Может ли человек считаться свободным лишь по закону, только политически? Может ли человек действительно быть свободным, если материальная нужда заставляет его служить другому и своим рабским трудом добывать хлеб свой насущный? Свободен ли человек, если у него есть хозяин? Хозяин, которому можно заявить о своей провозглашенной законом свободе и тем освободиться от него. Но лишиться пропитания…
Разве такая свобода не призрачна, разве она не просто фикция?..
Следовательно?.. Следовательно, думал Микаэл, труд должен быть источником не только пропитания, по в простого человеческого счастья и удовольствия только в том случае, когда он будет не подневольным, а свободным и добровольным, то есть когда все люди будут иметь равные права.

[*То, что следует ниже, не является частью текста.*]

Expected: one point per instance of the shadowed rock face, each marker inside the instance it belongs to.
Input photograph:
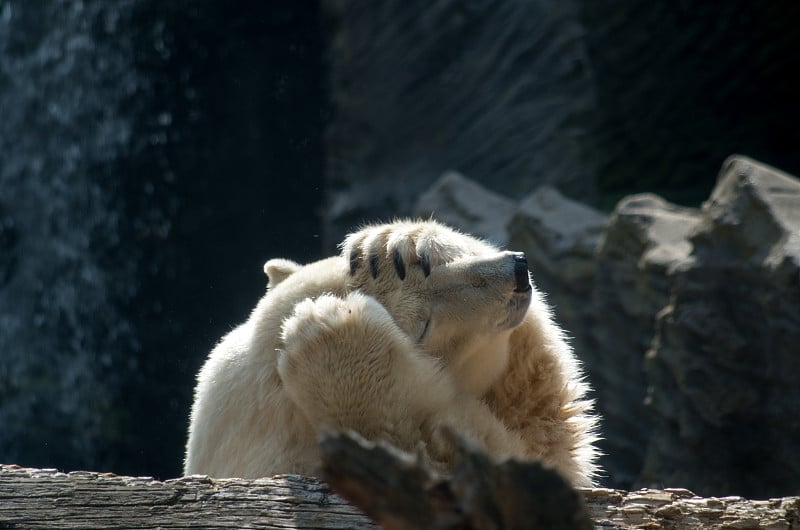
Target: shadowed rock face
(723, 368)
(151, 152)
(597, 98)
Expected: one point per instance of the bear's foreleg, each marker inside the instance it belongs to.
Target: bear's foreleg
(348, 366)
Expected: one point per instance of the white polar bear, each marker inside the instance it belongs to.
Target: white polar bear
(412, 328)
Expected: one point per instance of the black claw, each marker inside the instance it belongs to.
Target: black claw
(373, 265)
(353, 263)
(399, 266)
(425, 261)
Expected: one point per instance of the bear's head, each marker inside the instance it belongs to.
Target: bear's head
(457, 297)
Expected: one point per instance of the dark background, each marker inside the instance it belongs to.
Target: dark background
(153, 155)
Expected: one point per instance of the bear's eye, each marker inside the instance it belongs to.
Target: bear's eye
(422, 329)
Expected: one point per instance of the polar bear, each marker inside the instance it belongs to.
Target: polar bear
(413, 328)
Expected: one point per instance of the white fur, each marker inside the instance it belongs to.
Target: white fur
(333, 346)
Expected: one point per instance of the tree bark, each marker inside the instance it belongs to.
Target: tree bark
(376, 477)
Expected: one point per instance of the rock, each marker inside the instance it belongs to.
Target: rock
(646, 237)
(723, 366)
(143, 183)
(588, 96)
(500, 91)
(560, 236)
(465, 204)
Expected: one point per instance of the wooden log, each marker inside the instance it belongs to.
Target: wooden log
(45, 499)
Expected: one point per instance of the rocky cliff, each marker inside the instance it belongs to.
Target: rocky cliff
(688, 321)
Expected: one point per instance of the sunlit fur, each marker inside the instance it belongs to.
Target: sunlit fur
(412, 328)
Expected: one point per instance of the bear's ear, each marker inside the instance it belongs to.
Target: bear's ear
(279, 269)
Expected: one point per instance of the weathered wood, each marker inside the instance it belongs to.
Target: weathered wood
(401, 492)
(45, 499)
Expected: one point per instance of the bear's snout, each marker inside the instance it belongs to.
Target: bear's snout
(521, 276)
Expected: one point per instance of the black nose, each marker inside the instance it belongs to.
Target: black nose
(521, 273)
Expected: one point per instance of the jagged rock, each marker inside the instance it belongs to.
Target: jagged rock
(723, 366)
(646, 237)
(463, 203)
(559, 237)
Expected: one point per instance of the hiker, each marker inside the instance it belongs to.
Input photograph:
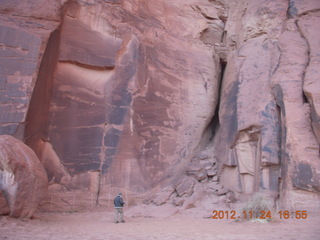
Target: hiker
(118, 205)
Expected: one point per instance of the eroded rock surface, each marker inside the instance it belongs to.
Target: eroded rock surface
(23, 180)
(208, 97)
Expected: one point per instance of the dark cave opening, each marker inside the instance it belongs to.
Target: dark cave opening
(215, 122)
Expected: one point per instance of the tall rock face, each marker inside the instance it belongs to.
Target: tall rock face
(268, 115)
(124, 94)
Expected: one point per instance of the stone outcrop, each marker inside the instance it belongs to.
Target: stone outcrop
(23, 180)
(214, 97)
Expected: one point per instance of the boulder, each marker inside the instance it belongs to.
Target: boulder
(23, 180)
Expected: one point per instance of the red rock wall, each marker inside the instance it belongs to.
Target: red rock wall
(128, 92)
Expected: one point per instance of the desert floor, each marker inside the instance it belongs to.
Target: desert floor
(98, 224)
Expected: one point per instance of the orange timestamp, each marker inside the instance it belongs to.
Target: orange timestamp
(282, 214)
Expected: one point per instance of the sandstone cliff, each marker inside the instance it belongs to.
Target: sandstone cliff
(134, 95)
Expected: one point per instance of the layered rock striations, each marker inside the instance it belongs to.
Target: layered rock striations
(200, 96)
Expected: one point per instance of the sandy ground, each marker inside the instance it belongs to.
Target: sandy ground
(98, 224)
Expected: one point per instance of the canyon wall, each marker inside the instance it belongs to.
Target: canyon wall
(130, 95)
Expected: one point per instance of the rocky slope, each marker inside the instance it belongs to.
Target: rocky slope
(140, 95)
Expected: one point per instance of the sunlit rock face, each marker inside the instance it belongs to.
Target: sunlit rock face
(267, 113)
(127, 94)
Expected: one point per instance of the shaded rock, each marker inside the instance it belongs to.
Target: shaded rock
(4, 209)
(212, 172)
(164, 195)
(222, 191)
(185, 187)
(23, 180)
(214, 186)
(196, 170)
(178, 201)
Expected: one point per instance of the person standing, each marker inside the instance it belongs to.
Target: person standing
(118, 205)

Равные права, справедливость, свободный труд… Все это можно добыть только одним путем — разрушив до основания старые, существующие веками и тысячелетия» ми порядки. Микаэл не мог согласиться с тем мнением Петра Мартьянова, что эти вопросы, во все времена мучившие самых смелых и светлых людей, удастся решить, когда царь добровольно откажется от власти и провозгласит демократическую республику.
Горе тому дереву или растению, корни которого не способны добывать и вырабатывать из собственной почвы жизненные соки!.. Горе дереву и растению, уповающим лишь на ночную или утреннюю росу. Только роса покроет его листья, только начнет оно утолять свою жажду, только начнет оживать его листва, как под лучами поднявшегося солнца испаряется роса, оставив растение жаждущим и поникшим… Так и для человека данная свыше свобода не более этой росы, если он, во-первых, внутренне несвободен и, во-вторых, продолжает совершать насилие над другими.